Kevin Reynard, Aberdeen Senior Office Partner for PwC, commented:
“The stability that Aberdeen and the surrounding area craves is returning, of that there is no doubt. However it will take time to fully adapt following the ongoing impact of the 2014 collapse in the oil price. With less people required in Aberdeen on Oil & Gas business it follows that hoteliers will face challenges, and while those challenges remain it is encouraging to see an increase in RevPAR.
“The Aberdeen Harbour expansion is also likely to have a positive impact on the city with cruise ships set to arrive from 2020, while the opening of The Event Complex Aberdeen in the summer will increase demand for hotel rooms. Notably, a 4-star Hilton with 200 bedrooms and an Aloft Hotel with 150 bedrooms are scheduled to open close to the venue.”

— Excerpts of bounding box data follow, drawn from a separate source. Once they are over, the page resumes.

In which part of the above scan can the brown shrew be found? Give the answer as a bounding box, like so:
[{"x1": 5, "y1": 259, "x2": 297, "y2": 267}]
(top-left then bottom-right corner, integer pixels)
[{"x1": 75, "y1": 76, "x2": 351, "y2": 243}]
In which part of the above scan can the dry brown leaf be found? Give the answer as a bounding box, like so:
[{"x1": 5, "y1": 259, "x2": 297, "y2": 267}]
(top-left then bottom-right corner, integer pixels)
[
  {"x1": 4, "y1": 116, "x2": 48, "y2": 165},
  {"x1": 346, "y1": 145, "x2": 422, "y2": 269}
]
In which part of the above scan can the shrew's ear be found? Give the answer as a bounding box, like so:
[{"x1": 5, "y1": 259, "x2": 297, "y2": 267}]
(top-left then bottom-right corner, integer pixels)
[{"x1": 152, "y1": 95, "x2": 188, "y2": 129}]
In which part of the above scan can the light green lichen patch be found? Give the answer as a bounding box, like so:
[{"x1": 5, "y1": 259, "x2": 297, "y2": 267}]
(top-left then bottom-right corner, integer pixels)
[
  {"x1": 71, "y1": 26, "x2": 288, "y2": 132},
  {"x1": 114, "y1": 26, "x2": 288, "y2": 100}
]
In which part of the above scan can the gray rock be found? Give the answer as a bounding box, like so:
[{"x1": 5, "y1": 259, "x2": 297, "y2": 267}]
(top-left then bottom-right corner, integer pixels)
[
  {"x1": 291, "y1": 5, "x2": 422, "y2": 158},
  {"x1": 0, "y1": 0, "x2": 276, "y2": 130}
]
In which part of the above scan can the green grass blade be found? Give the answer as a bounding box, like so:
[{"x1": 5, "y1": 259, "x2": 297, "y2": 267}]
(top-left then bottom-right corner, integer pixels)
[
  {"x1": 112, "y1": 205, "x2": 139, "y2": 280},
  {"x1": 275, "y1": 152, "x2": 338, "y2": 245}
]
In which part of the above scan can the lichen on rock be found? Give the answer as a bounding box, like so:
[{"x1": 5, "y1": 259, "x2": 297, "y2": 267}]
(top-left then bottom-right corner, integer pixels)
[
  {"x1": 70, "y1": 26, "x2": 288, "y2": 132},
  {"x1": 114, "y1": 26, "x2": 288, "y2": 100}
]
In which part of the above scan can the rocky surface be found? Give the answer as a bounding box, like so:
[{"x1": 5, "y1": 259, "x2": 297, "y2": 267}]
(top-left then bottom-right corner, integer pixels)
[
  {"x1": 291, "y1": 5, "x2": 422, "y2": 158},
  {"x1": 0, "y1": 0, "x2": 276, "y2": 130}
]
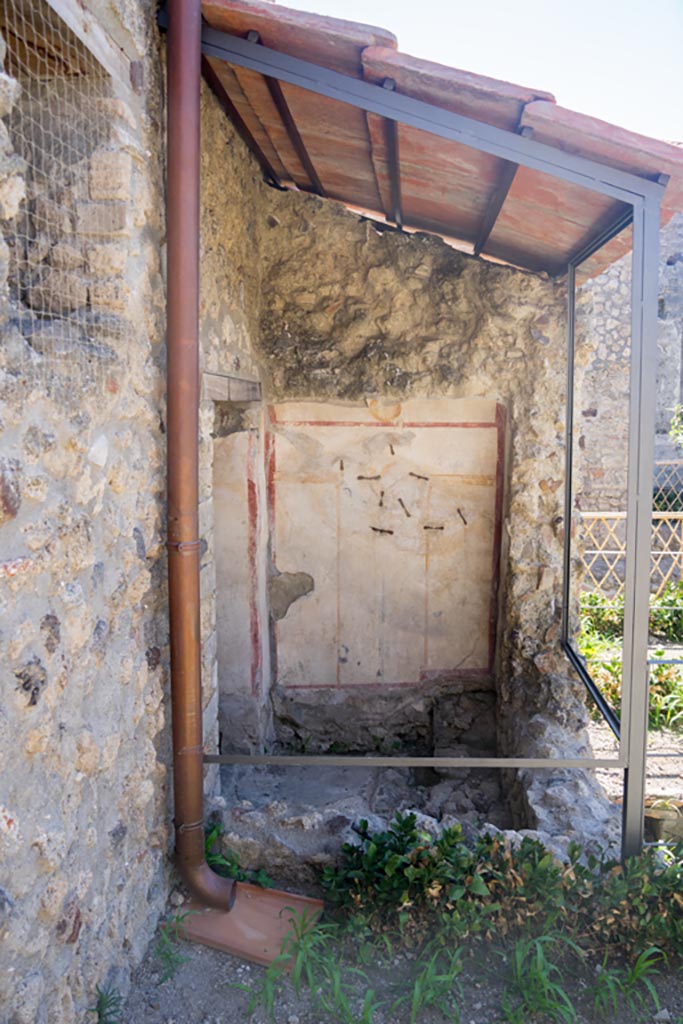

The outlook for hotel trading in the UK this year remains flat as a surge in room supply, slowing global and UK economic growth and ongoing uncertainty relating to Brexit is expected to provide a challenging environment for performance growth.
Average Daily Rate across the UK is forecast to continue to see growth with an uplift of 1.4% for the next two years taking ADR up £2 to £151 in 2019 and £153 in 2020. Gains in ADR will drive RevPAR growth by 1.7% in 2019, taking RevPAR to £126. In 2020, growth is anticipated to see a further 1.4% rise, taking RevPAR to £128.